Researchers were stunned to come across a previously unknown letter of appreciation sent by Christians in Japan’s northeastern Tohoku region to the pope during the early Edo Period (1603-1867) ... in Florence that is, not the Vatican.

It is the first such discovery of its kind.

The artifact was sent in reply to a missive penned by Pope Paul V, whose papacy started in 1605 and ended 1621, to offer encouragement to Japanese Catholic converts who faced persecution from feudal authorities at the time.

No such documents had previously been found outside the Vatican.

This discovery came about from an on-site study under a program called “Vatican & Japan: The 100-Year Project” organized by the Kadokawa Culture Promotion Foundation and sponsored by The Asahi Shimbun.

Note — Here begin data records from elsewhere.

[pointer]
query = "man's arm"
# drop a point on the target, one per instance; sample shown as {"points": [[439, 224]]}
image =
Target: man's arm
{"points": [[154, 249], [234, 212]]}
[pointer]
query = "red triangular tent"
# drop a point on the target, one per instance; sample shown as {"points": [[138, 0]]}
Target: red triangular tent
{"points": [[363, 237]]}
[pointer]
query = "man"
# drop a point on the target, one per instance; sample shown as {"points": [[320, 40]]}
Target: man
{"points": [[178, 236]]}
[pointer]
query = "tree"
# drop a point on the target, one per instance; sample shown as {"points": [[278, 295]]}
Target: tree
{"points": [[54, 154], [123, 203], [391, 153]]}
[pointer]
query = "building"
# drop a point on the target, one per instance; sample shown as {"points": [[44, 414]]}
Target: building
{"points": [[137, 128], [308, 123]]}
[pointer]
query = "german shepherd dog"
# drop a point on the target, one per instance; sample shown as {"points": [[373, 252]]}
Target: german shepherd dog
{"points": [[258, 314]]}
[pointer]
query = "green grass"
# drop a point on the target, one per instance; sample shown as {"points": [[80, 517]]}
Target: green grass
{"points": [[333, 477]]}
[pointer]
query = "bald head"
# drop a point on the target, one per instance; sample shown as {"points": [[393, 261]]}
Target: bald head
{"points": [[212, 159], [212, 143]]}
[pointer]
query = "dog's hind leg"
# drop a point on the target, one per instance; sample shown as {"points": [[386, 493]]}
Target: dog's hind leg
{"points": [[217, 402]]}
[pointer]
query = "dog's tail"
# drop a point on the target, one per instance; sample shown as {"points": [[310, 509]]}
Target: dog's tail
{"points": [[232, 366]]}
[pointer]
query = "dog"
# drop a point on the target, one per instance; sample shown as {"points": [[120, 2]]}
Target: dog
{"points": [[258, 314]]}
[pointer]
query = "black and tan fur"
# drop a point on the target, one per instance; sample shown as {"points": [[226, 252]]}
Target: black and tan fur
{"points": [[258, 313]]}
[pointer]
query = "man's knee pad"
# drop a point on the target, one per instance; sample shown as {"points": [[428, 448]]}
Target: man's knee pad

Shinzo Kawamura, a professor of history at Sophia University in Tokyo, headed the research and uncovered the letter based on information provided by Timon Screech, a history professor at the International Research Center for Japanese Studies in Kyoto.

Similar appreciative notes were delivered between 1620 and 1621 from five areas across Japan, including what is now Nagasaki Prefecture as well as the current-day Kinki and Tohoku regions. They are kept at the Vatican Apostolic Library.

The latest letter was found at the Dominican Convent’s library that belongs to a church in Florence.

The contents are the same as those copies of two replies from the Tohoku region that are stored at the Vatican. It includes the name of Goto Juan (1578-1623), who believed in Christianity as a retainer of famed warlord Date Masamune (1567-1636), among other individuals.

The word “first” is written in Latin on the back while the ones in the Vatican refer to themselves as “second” and “third,” additional research showed.

“The one at Florence is very likely the original letter,” Kawamura said.

“Multiple copies were apparently made in an attempt to defend the Society of Jesus, which was then blamed for not having prevented the religious ban, against a range of critics,” he also said.